Romana hailed from Bratislava and was a dead ringer for a female Dracula. She spoke in a low, solemn monotone, her skin was practically transparent and she looked on the brink of tears every time I saw her. I wondered who was meant to be treating who. She sure looked in need of a pep talk, never mind me.

‘You have the SAD’, she intoned. ‘I have the SAD. Europe, Russia, Britain…we all have the SAD’

Delighted to hear that I wasn’t on the bring of some major depressive episode or finally feeling my age (I had considered that sleeping 14 hours a day might be what a 38 year old person actually needed. I mean those people in Boca are practically comatose), I breathed out with relief.

‘So I have the SAD? Seasonal Affective Disorder?’ (I can’t help but mirror other’s speech patterns; its a curse). I was relieved.. it sounded…fixable. Not scary at all (I had spent the previous week checking WebMD for symptoms of brain tumors and MS).

‘Yes. It is the SAD. It is why I live in the Colorado. For the sun….’, she almost smiled, ‘…but I still have the SAD. It is bad. And you will always have the SAD. Is…. sad’

I felt like I was in conversation with Sesame Street’s Count Von Count. How many times could one say the word ‘sad’?

‘The SAD is for the women’, she intoned, ‘the serotonin – it drop. The melatonin – it drop. Is like the depression.. but different. But is easy to treat’, She smiled wanly and pulled out her prescription pad with vaguely purple hands.

Phew. Ok, so my doctor is a vampire, but I’m not dying or in need of long term psychiatric care. Could be worse.

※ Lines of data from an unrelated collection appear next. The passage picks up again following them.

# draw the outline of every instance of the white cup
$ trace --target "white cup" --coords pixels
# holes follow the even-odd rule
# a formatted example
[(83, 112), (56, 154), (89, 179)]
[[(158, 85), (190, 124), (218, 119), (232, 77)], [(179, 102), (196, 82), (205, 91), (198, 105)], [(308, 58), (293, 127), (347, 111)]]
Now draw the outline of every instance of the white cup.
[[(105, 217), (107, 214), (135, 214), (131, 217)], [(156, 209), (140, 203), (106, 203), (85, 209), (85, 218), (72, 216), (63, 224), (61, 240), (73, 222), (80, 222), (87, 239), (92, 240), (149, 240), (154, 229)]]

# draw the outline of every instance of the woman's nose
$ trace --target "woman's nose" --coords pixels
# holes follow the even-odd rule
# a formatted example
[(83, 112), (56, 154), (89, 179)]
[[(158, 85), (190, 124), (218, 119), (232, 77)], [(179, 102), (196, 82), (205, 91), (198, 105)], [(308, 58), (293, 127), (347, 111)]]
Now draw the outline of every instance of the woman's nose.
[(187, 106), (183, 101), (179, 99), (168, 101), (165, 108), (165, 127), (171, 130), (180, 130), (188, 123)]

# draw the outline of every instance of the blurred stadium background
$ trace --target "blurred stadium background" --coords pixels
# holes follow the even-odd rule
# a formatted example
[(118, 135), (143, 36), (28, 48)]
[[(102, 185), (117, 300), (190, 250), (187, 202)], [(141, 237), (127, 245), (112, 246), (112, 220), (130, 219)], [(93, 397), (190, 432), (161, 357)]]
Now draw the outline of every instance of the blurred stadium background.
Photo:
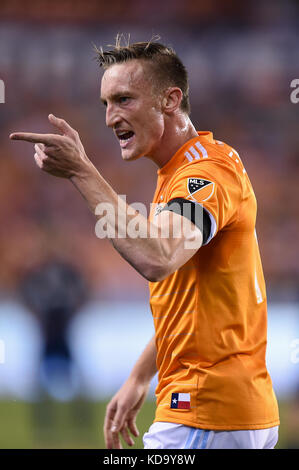
[(193, 122), (233, 145), (251, 177), (279, 447), (299, 447), (298, 26), (291, 0), (1, 1), (0, 448), (103, 448), (105, 403), (153, 333), (146, 281), (96, 238), (72, 185), (40, 172), (30, 144), (8, 139), (48, 132), (50, 112), (63, 117), (115, 190), (149, 204), (156, 168), (122, 162), (99, 101), (93, 43), (112, 44), (118, 32), (159, 34), (176, 49)]

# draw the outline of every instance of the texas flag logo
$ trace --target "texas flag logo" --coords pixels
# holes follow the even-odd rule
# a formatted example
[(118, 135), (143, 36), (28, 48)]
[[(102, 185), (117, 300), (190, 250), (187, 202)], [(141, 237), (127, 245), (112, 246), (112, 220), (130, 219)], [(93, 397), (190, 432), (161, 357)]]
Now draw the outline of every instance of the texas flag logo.
[(172, 393), (170, 408), (178, 410), (190, 409), (190, 393)]

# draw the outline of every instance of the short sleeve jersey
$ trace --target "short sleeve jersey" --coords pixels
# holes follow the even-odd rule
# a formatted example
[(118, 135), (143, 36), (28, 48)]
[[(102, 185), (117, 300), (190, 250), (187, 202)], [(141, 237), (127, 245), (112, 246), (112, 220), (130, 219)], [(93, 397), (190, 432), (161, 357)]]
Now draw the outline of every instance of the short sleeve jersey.
[(211, 233), (184, 266), (149, 283), (159, 371), (155, 421), (214, 430), (276, 426), (257, 206), (238, 153), (199, 132), (158, 170), (151, 220), (176, 198), (201, 204)]

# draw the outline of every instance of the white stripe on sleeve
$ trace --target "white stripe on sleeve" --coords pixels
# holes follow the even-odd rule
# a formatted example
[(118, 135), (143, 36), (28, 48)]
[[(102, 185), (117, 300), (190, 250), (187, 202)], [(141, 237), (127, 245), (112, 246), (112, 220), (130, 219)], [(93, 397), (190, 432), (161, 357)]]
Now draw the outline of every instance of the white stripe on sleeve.
[(198, 148), (198, 150), (201, 151), (203, 158), (208, 158), (208, 152), (206, 151), (206, 149), (204, 148), (204, 146), (201, 145), (200, 142), (196, 142), (195, 145), (196, 145), (196, 147)]

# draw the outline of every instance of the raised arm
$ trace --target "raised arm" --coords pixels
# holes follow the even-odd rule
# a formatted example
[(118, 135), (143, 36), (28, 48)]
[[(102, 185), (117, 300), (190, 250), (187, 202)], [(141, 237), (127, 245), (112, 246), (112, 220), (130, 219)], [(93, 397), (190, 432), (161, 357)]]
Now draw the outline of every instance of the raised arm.
[[(62, 135), (14, 133), (10, 138), (35, 143), (37, 165), (54, 176), (70, 179), (93, 213), (96, 214), (99, 203), (111, 205), (113, 213), (108, 211), (105, 217), (108, 229), (114, 233), (110, 240), (143, 277), (153, 282), (160, 281), (194, 255), (202, 245), (199, 228), (179, 214), (162, 211), (155, 218), (156, 235), (151, 236), (155, 233), (153, 222), (118, 197), (86, 156), (78, 132), (53, 115), (49, 120)], [(128, 227), (133, 219), (144, 237), (129, 236)], [(163, 229), (166, 228), (170, 235), (163, 237)], [(125, 236), (120, 237), (119, 234)]]

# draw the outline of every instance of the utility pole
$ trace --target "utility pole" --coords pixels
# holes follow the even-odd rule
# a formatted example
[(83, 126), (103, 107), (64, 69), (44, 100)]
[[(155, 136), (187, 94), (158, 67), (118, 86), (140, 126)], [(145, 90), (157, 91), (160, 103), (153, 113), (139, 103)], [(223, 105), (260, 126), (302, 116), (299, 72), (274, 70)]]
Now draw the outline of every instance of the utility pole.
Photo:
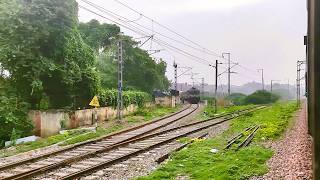
[(218, 111), (218, 107), (217, 107), (217, 98), (218, 98), (218, 95), (217, 95), (217, 91), (218, 91), (218, 60), (216, 60), (216, 82), (215, 82), (215, 85), (214, 85), (214, 112), (217, 113)]
[(231, 94), (231, 67), (230, 67), (230, 60), (231, 60), (231, 53), (222, 53), (222, 58), (224, 58), (224, 55), (228, 55), (228, 95)]
[(202, 91), (202, 96), (204, 96), (204, 78), (201, 78), (201, 91)]
[[(209, 65), (211, 67), (213, 67), (215, 69), (215, 83), (214, 83), (214, 112), (216, 113), (217, 112), (217, 98), (218, 98), (218, 77), (219, 77), (219, 74), (218, 74), (218, 60), (216, 60), (216, 64), (213, 66), (213, 65)], [(220, 74), (221, 75), (221, 74)]]
[(271, 80), (271, 93), (272, 93), (272, 91), (273, 91), (273, 82), (275, 82), (275, 81), (279, 81), (279, 80)]
[(123, 42), (121, 37), (118, 41), (118, 97), (117, 97), (117, 118), (122, 119), (122, 80), (123, 80)]
[(176, 62), (173, 62), (174, 67), (174, 90), (178, 90), (178, 64)]
[(290, 99), (291, 94), (290, 94), (290, 79), (288, 78), (288, 99)]
[(297, 105), (298, 107), (300, 107), (300, 103), (301, 103), (301, 66), (303, 64), (305, 64), (306, 61), (297, 61)]
[(258, 72), (261, 72), (262, 90), (264, 91), (264, 77), (263, 77), (263, 69), (258, 69)]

Romana assured me that while my SAD wasn’t going anywhere ( ‘Is for life’, frowny face Romana sympathized), but I could make it easier for myself with mega doses of Vitamin D and a ‘SAD lamp’.

‘You, you take 6,000 units of the D… I take often 10,000 units’, she prescribed, ‘but I am Slovakian‘. I expected her to break out a sword or at least a bottle of vodka with this fierce pronouncement, but no, we were done. Me and my pansy-ass British SAD. Not even exciting enough for 10,000 units of ‘the D’.

So, come each October, as I find myself dragging, starting to loathe the notion of socializing and considering the merits of an 8pm bedtime, I break out the SAD lamp and the mega bottle of D. Its magic really. Sure I’ll never spring out of bed like I do in the summer months, and socializing will always involve an internal argument until March, but it does prevent me pondering the meaning of life too deeply or sobbing as the dead leaves fall. I’ve learnt to stay away from Bon Iver, limit my sofa time and hike like a motherfucker during the weekends. My dog loves my SAD.

Apparently my lot in life is weird medical complaints.

Last week as temperatures fell, I looked around me at the people who seem unaffected by the seasonal change and feel a mix of anger and envy. While I do get the positive impact of SAD (come mid March, I’m positively bouncing off the walls with joy), I’ll never quite feel their excitement around the impending ski season, new boots and the coming holiday season (HallowThanksMas). I’ll never quite wring the joy out of winter that I could, though I will power through the grey fog that is SAD in order to stay sane. After all, I’m SAD, not terminal. And did someone mentioned new boots?